Tuesday, January 25, 2011

Krugman!

I guess it is time to do a Krugman bashing, Brad reintroduces him to us:
[T]here are many... problems with the notion of a recession as a supply shock. A short sample: If inflation is a case of too much money chasing too few goods, why aren’t slumps associated with accelerating rather than decelerating inflation, as the supply of goods falls? Why is there such a strong correlation between nominal and real GDP? Why is there overwhelming evidence that when central banks decide to slow the economy, the economy does indeed slow? And on and on.
In 2006 the Fed begin chasing inflation.  The Fed caught inflation at its peak only because the economy had already began its downturn.  The supply of critical goods was falling up to that point.   At the crash, someone didn't get their oil at the planned price,  probably the USA. Nominal GDP and real GDP are well correlated because bankers are reasonably accurate people.  Because of aggregation the Fed is usually late to the party.

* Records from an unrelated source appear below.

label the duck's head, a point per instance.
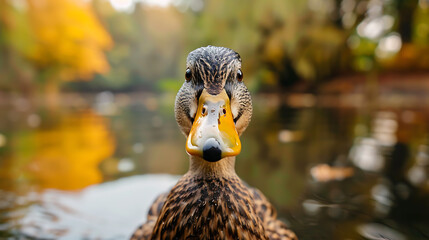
(213, 107)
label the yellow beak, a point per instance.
(213, 135)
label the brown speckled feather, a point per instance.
(212, 208)
(210, 201)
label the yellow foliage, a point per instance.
(68, 38)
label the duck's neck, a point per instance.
(202, 168)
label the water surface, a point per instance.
(335, 167)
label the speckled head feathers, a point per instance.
(213, 66)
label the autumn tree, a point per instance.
(61, 40)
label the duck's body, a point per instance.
(211, 201)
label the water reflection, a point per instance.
(334, 170)
(64, 155)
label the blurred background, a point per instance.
(339, 136)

The economy slows when the Fed slows because the Fed is part of the economy and coherent to the economy.  The Fed is surrounded and trades with traders who spend a great deal of their time measuring the economy, as does the Fed.
And:
I know that Austrians take refuge in cosmic talk about the complexity of production and how measured investment may not show what’s really happening, etc
The Austrians say this because their research team is about six months behind me, and I am about six months behind the mathematicians.
The point is that the real world looks a lot like the one Keynes and Friedman envisioned, in which the demand side drives the business cycle.
No, we ran out of oil and crashed.  In 1929 we ran out of street space and crashed.  We crash because of the obvious, some input is very short of the plan.  The economy has only a sparse solution set so adjustments beyond the reserve level require a requantization and rank adjustment.

As for Keynes and Friedman, I tire of debating dead people.